What???? It's antifeminist to point out people being a woman in bed is people usually being sexually submissive and how that is deeply degrading to us women??
Where’s the bodily autonomy and freedom of choice there?
Did I ever tell you what to do with your body? You know it's disgusting to view us and yourself as "the woman" when being dominated in bed.
Well we make our own friends, our own community, and surround ourselves with people who don’t demean us.
Our culture in and of itself is demeaning. You can't look at anything in mainstream media anymore without tirades of sexual objectification towards female bodies. And people on the street just looking at you. You don't know how they're seeing you.
Cause gender stereotypes are so heavily pushed on us. Mainstream media did not exist back then. People weren't forced into seeing gender stereotypes over and over and over again pushed down their throats, but we are. So it makes perfect sense why so many people are confused and hate all the war and sex stereotypes that's forced on them just because of the body they were born into.
100%
Gender, IMO, is basically a type of bargain you make between your own sex and society, often unconsciously, and is heavily based on cultural norms and the expectation of others towards people of your sex or the opposite sex. It’s a social construct and not something real, and in my opinion is often rooted in sexism.

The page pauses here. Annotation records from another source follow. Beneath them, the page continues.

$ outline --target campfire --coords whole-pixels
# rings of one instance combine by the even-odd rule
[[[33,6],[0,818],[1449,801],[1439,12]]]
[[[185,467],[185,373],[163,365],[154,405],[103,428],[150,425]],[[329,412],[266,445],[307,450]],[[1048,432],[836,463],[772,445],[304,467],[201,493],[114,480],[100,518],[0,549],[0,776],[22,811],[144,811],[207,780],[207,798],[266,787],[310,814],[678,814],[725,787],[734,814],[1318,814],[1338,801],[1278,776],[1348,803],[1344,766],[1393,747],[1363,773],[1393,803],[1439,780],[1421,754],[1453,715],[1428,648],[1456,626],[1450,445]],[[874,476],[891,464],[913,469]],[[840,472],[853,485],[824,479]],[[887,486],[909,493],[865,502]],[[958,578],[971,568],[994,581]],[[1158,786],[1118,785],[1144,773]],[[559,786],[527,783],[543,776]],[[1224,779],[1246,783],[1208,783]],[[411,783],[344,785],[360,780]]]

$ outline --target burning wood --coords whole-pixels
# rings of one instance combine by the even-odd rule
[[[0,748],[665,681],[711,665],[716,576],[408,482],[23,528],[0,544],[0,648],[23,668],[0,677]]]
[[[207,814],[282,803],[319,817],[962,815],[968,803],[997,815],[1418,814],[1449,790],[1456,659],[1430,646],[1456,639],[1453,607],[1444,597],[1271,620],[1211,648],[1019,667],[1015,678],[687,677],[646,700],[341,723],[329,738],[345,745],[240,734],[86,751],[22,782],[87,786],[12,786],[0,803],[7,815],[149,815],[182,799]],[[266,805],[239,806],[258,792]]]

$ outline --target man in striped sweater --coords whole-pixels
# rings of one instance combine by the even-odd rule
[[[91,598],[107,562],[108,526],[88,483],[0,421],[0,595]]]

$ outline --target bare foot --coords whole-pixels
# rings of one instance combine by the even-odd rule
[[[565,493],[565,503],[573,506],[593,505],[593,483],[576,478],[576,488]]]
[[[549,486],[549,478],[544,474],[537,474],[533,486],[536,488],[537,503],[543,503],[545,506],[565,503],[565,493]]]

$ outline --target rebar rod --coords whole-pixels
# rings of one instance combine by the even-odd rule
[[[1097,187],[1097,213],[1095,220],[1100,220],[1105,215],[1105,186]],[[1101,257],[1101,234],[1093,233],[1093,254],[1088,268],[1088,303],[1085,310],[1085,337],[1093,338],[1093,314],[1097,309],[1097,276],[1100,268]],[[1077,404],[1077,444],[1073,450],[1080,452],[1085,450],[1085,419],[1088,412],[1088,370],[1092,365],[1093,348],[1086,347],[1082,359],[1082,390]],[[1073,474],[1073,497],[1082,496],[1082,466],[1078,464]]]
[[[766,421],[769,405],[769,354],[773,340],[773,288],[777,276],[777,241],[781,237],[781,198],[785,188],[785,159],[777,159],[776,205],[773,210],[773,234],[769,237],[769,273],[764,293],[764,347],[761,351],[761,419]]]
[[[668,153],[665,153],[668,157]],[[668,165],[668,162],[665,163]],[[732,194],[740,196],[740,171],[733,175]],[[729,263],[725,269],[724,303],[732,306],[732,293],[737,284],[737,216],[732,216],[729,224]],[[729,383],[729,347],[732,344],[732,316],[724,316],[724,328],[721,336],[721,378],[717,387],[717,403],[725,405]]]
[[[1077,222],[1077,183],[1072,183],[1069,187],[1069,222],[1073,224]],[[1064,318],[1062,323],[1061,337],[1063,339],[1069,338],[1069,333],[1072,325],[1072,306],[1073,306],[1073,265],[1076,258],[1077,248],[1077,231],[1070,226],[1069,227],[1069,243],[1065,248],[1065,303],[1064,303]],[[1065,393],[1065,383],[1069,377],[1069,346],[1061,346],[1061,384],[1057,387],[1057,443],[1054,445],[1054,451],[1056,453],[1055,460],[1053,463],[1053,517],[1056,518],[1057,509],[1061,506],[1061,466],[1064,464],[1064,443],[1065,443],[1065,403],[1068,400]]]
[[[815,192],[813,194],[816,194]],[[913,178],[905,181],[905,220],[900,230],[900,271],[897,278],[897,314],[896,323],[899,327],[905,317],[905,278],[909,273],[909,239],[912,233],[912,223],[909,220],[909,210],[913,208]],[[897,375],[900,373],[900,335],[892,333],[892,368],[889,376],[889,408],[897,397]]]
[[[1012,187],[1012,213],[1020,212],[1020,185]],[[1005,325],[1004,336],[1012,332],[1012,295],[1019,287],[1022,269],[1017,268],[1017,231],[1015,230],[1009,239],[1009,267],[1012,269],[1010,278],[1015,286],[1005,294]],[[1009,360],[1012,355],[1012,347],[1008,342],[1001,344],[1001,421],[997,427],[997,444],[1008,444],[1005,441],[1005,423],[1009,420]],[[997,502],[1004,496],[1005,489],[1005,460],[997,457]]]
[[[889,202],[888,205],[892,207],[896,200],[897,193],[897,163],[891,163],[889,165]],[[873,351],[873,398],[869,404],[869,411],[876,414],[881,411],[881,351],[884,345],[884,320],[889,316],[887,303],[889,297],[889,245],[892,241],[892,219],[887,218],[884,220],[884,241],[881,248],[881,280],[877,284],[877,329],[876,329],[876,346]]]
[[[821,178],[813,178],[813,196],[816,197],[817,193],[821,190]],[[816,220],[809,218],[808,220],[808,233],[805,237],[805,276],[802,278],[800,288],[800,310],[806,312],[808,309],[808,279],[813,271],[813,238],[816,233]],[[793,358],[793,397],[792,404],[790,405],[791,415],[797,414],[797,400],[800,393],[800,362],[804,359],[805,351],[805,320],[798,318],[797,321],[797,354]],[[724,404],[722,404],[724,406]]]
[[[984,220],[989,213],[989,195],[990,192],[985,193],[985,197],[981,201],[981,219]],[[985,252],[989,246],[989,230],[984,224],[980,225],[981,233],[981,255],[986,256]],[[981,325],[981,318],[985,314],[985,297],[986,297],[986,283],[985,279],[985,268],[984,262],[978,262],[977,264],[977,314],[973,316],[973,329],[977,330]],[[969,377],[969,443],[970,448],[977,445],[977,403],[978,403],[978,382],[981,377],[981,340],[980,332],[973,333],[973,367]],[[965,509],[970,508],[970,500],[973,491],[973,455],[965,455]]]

So very true! And so so sad!
Men are not inherently evil or dangerous.
I know that. I have never said that they were. But our culture shapes our views of women and culturally women are viewed in an objectified dehumanizing lens. I obviously don't want to be seen that way and I don't see how someone can be fine with that. I didn't choose to be here on Earth in this era of sexual misogyny. It bothers me that I'm seen that way.
And women can be submissive without giving into the patriarchy.
Idk how you could do that with a man without thinking about the millions of women that didn't want to but were forced into submission by men. And how many women and girls who are still being forced into sexual submission by men in the world already. And how our society already tries to make us submissive though lots of social rules. I'm not sure how you can separate those two things in your head. Like how you can see your submission for the man as something completely different than the sex based submission imposed on women all around the world. How do you keep doing it when millions of women are forced into it? Does that not mess with you?
"Am I supposed to masturbate thinking about myself being a woman or having a vagina?"
No, definitely not. If you do that, you have autogynophilia, a gross misogynistic fetish. I'm glad you don't. I hope everything works out for you no matter what you do! Bless.
Agreed! We should be allowed to be topless without any weird sexual connotation to it, and yet these demons are still trying to control out bodies by upturning women's right to not be forced to birth. They've been trying to control us so fucking much. Women deserve bodily autonomy and freedom over their breasts to be shirtless just like we deserve bodily autonomy to do whatever the fuck we want in not being forced to birth. #Freethenipple. I hope this becomes a thing again. Breasts are not inherently sexual. And I hope more women get angry about this subject too. I just hope to see more women get loud and passionate about feminist topics in general because our culture needs it. Yet a lot of them are programed to be too nice.
This was not a woman vs. Man debate. Look at my post. This is about trying to find coping mechanisms to exist as a woman in this society with all the objectification. If you want to argue who has it worse, go on a different thread. This is not about how you feel. You are not helping. Leave.